FORWARD-LOOKING STATEMENTS

When used in this press release, the words “estimate”, “project”, “belief”, “anticipate”, “intend”, “expect”, “plan”, “predict”, “may” or “should” and the negative of these words or such variations thereon or comparable terminology are intended to identify forward-looking statements and information. Although Liberty believes, in light of the experience of their respective officers and directors, current conditions and expected future developments and other factors that have been considered appropriate, that the expectations reflected in the forward-looking statements and information in this press release are reasonable, undue reliance should not be placed on them because the parties can give no assurance that such statements will prove to be correct. The forward-looking statements and information in this press release include, amongst others, the closing of the Offering, the filing of a Prospectus Supplement and the use of proceeds of the Offering. Such statements and information reflect the current view of Liberty. There are risks and uncertainties that may cause actual results to differ materially from those contemplated in those forward-looking statements and information.

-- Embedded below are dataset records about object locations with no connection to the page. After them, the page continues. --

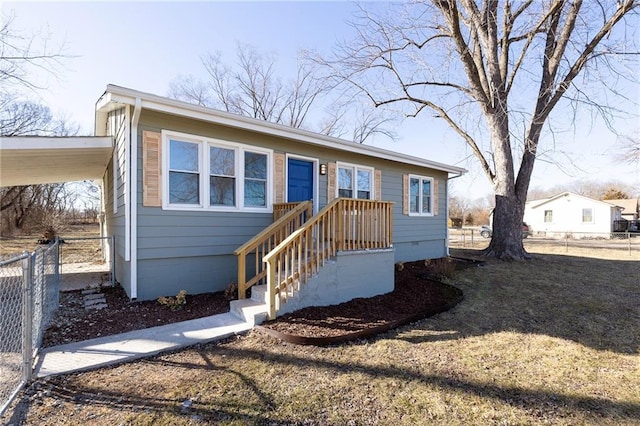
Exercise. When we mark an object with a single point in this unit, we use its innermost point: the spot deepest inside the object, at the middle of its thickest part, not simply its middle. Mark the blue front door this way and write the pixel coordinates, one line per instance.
(299, 180)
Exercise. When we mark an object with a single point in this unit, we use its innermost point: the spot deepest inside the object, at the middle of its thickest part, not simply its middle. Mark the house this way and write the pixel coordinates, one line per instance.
(192, 195)
(630, 208)
(569, 213)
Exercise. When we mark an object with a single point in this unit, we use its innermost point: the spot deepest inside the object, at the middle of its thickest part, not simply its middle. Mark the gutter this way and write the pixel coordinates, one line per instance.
(133, 198)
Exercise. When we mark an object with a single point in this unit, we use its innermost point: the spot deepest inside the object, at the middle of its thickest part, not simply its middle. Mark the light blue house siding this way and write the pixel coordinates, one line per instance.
(193, 250)
(114, 184)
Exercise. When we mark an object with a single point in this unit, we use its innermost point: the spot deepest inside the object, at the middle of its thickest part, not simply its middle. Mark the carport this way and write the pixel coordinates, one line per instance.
(27, 160)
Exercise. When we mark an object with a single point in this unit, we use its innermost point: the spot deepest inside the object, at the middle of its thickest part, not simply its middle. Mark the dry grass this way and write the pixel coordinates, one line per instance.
(553, 340)
(80, 244)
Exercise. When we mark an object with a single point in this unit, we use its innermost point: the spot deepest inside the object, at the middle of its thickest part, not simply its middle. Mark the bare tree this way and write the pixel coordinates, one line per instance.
(629, 150)
(21, 55)
(253, 89)
(38, 206)
(476, 66)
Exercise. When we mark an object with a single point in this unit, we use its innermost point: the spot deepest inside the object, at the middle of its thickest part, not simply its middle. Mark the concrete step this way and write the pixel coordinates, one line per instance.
(259, 293)
(251, 311)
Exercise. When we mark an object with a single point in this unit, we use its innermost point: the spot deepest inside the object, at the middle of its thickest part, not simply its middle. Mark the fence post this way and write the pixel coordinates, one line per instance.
(27, 314)
(56, 272)
(113, 260)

By their nature, forward-looking statements involve known and unknown risks, uncertainties and other factors which may cause our actual results, performance or achievements, or other future events, to be materially different from any future results, performance or achievements expressed or implied by such forward-looking statements. There are a number of important factors that could cause Liberty’s actual results to differ materially from those indicated or implied by forward-looking statements and information. Such factors include, among others: currency fluctuations; limited business history of the parties; disruptions or changes in the credit or security markets; results of operation activities and development of projects; project cost overruns or unanticipated costs and expenses; and general development, market and industry conditions. The parties undertake no obligation to comment on analyses, expectations or statements made by third parties in respect of their securities or their respective financial or operating results (as applicable).

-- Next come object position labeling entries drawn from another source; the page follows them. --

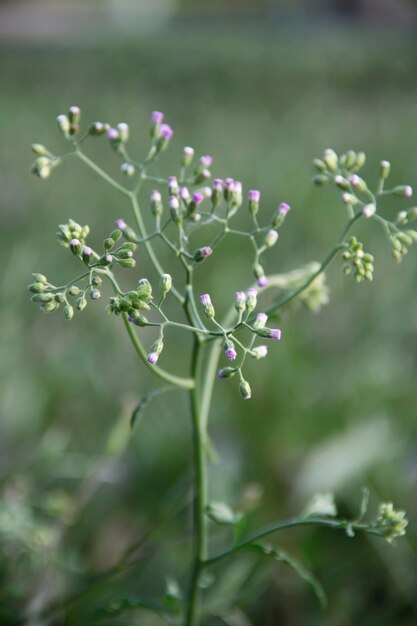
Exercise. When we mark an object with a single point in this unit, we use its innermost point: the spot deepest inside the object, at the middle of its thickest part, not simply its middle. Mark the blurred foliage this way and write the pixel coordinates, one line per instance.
(334, 404)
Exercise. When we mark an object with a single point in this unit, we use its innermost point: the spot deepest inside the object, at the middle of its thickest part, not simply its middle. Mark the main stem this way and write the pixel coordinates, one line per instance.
(201, 491)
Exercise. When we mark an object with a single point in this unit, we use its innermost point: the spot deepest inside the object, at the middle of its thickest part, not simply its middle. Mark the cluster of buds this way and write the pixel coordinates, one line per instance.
(331, 165)
(400, 241)
(358, 262)
(390, 523)
(133, 302)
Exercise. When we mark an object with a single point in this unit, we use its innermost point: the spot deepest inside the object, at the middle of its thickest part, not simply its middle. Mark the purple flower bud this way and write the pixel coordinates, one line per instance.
(261, 320)
(184, 194)
(166, 132)
(153, 357)
(206, 161)
(231, 354)
(156, 196)
(202, 253)
(197, 197)
(157, 117)
(254, 195)
(113, 134)
(260, 352)
(240, 301)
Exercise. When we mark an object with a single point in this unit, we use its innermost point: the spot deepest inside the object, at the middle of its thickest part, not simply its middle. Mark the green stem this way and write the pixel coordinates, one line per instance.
(291, 523)
(201, 492)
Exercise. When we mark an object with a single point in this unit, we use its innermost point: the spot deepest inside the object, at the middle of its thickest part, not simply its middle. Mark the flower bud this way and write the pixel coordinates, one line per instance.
(384, 169)
(369, 210)
(63, 124)
(259, 352)
(127, 169)
(271, 238)
(156, 120)
(187, 156)
(254, 196)
(259, 273)
(244, 389)
(123, 129)
(261, 320)
(240, 301)
(403, 190)
(201, 254)
(330, 159)
(75, 247)
(165, 283)
(207, 305)
(269, 333)
(229, 350)
(226, 372)
(251, 299)
(68, 312)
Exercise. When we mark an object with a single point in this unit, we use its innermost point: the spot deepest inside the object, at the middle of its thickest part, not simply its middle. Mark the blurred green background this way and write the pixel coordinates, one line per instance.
(264, 88)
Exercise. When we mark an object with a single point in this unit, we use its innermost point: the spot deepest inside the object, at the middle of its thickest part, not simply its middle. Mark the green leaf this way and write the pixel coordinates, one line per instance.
(138, 411)
(279, 554)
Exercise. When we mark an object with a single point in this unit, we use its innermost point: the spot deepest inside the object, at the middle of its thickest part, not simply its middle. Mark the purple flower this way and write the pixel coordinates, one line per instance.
(254, 195)
(156, 196)
(284, 208)
(157, 117)
(153, 357)
(261, 320)
(113, 134)
(205, 299)
(231, 354)
(206, 161)
(198, 197)
(120, 224)
(166, 131)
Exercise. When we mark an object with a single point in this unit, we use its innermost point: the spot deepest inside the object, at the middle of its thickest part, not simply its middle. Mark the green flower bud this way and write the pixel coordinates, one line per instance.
(165, 283)
(331, 160)
(320, 180)
(81, 303)
(68, 312)
(244, 389)
(384, 169)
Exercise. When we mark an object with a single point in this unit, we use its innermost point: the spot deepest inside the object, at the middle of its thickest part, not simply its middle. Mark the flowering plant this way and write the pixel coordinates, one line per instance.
(184, 207)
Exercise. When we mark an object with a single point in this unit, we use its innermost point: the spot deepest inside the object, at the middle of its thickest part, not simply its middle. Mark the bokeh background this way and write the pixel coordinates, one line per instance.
(264, 87)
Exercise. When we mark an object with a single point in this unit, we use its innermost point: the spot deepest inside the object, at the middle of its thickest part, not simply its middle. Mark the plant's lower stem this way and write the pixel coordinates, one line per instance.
(201, 492)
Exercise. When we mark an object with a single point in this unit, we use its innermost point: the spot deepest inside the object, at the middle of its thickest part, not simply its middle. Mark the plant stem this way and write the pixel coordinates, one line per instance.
(201, 491)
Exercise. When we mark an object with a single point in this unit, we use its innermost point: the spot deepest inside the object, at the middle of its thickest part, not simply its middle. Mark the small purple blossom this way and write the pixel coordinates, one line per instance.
(198, 197)
(231, 354)
(206, 161)
(166, 131)
(205, 299)
(254, 195)
(113, 134)
(157, 117)
(120, 224)
(152, 357)
(284, 208)
(261, 320)
(156, 196)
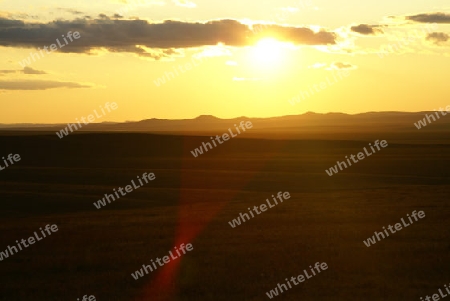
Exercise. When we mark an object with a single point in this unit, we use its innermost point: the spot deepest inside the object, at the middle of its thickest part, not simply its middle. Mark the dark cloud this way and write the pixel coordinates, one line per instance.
(70, 10)
(37, 85)
(118, 35)
(430, 18)
(438, 37)
(366, 29)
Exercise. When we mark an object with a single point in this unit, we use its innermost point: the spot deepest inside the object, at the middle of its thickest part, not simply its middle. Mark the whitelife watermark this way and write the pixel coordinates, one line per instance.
(27, 61)
(300, 278)
(423, 122)
(371, 240)
(237, 221)
(31, 240)
(10, 158)
(437, 297)
(86, 298)
(166, 259)
(360, 155)
(199, 151)
(91, 118)
(107, 198)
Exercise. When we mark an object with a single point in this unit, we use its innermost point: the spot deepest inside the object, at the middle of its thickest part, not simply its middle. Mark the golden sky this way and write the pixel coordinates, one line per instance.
(178, 59)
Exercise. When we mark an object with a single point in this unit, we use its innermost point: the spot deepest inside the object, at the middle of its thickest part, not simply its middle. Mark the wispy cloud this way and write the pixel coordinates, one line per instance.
(137, 36)
(38, 85)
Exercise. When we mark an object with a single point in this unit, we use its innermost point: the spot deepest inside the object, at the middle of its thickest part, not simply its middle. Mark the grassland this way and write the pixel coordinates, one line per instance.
(326, 220)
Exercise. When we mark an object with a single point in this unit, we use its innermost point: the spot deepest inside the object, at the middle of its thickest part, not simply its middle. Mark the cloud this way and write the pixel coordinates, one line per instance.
(70, 10)
(366, 29)
(438, 37)
(430, 18)
(341, 66)
(242, 79)
(38, 85)
(185, 3)
(26, 70)
(333, 66)
(134, 36)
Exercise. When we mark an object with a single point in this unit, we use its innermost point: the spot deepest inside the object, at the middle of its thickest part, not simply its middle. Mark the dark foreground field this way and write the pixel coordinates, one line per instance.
(191, 201)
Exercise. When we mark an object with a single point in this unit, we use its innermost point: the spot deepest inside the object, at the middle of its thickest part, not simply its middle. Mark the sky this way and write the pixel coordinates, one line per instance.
(178, 59)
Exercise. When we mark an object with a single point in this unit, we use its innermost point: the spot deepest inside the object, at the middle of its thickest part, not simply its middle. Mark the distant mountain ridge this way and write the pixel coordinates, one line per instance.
(305, 126)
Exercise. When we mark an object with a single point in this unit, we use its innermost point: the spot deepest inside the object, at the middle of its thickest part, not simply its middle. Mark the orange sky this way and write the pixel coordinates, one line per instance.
(180, 59)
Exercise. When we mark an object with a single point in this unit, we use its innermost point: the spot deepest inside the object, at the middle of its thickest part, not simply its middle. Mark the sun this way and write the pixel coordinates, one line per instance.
(268, 52)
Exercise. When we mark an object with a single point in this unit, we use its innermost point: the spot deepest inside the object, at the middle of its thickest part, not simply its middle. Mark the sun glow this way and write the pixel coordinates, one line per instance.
(268, 52)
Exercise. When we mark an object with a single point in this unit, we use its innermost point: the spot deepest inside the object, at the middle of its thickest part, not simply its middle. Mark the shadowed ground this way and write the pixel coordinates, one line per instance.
(326, 220)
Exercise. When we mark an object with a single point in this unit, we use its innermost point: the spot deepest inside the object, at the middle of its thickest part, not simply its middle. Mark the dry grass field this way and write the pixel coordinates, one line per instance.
(192, 199)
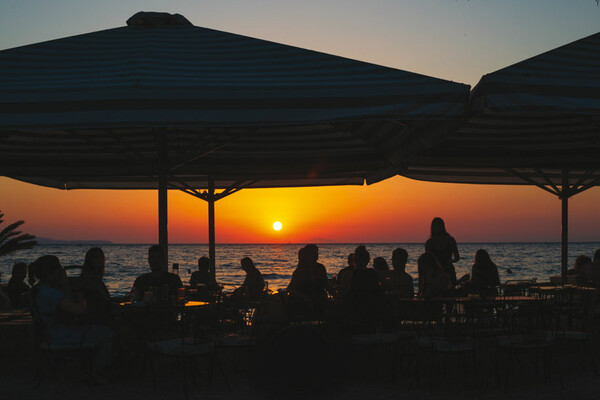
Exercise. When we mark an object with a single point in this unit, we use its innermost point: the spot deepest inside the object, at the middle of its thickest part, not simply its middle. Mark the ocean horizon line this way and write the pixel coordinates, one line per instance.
(106, 242)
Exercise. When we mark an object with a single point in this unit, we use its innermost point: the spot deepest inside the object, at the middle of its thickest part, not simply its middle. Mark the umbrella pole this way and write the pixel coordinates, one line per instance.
(564, 226)
(163, 233)
(211, 227)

Liberty cautions that the foregoing list of material factors is not exhaustive. When relying on Liberty’s forward-looking statements and information to make decisions, investors and others should carefully consider the foregoing factors and other uncertainties and potential events. Liberty has assumed that the material factors referred to in the previous paragraph will not cause such forward-looking statements and information to differ materially from actual results or events. However, the list of these factors is not exhaustive and is subject to change and there can be no assurance that such assumptions will reflect the actual outcome of such items or factors. The forward-looking information contained in this press release represents the expectations of Liberty as of the date of this press release and, accordingly, are subject to change after such date. Liberty does not undertake to update this information at any particular time except as required in accordance with applicable laws.

Neither the TSX Venture Exchange nor its Regulation Services Provider (as that term is defined in the policies of the TSX Venture Exchange) accepts responsibility for the adequacy or accuracy of this press release.

SOURCE Liberty Defense Holdings, Ltd.